While researching the standard method of measuring fall time (and rise time) it seems to be standard to take the start and end points for measurement to be when the curve is at 90% of the maximum and 10%. However, I'm having trouble pinpointing an exact reason as to why this is. Any help would be appreciated!
10% to 90% has evolved as a de facto standard. It could easily have been 20%-80%, or 5%-95%. But it wasn't.
When you make a measurement, you want it to be reproducible, which means going through the trigger point with a reasonable slope.
When you make a common measurement, you want it to cover as many cases as possible.
Using nice round numbers like 10% and 90% has satisfied enough people on these two points that they keep using it, even though it might not be exactly right for the specific system they're using.
The reason is that the rise/fall voltage curves are actually exponential RC charging curves. The output resistance of the chip charges the capacitance of the wires and inputs connected to it, forming an RC lowpass. The output voltage of the chip might in fact never reach 100% of the supply voltage, especially if there's a DC load on the output which causes additional voltage drop across the output's internal resistance.

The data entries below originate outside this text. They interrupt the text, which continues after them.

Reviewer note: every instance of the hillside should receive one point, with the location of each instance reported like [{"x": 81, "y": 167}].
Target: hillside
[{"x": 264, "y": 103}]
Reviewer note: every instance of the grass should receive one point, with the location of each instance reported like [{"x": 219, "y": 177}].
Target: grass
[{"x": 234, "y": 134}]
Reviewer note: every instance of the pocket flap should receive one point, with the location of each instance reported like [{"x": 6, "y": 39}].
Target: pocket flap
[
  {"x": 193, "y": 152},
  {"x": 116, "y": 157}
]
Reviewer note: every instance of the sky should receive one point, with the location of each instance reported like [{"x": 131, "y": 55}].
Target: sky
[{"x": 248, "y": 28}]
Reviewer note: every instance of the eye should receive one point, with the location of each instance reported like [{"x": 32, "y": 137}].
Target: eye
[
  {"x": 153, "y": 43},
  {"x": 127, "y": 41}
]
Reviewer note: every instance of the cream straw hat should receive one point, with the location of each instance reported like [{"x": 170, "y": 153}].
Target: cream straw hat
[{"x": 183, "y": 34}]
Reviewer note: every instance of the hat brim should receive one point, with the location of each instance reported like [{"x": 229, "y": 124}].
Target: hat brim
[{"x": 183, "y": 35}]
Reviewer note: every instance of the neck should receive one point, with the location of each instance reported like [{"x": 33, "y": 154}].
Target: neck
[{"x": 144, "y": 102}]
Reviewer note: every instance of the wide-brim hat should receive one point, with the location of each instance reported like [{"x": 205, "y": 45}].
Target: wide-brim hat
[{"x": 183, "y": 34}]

10%/90% is chosen because pretty much any logic input will recognize these levels correctly as low/high. TTL, for example, runs at 5V and recognizes anything below 0.8V as "low". 10% of 5V is 0.5V, so after the specified fall time of the logic output, any connected TTL input is guaranteed to recognize the voltage level as "low". It doesn't matter how long it takes to reach the full output voltage level as long as the logic threshold is passed quickly.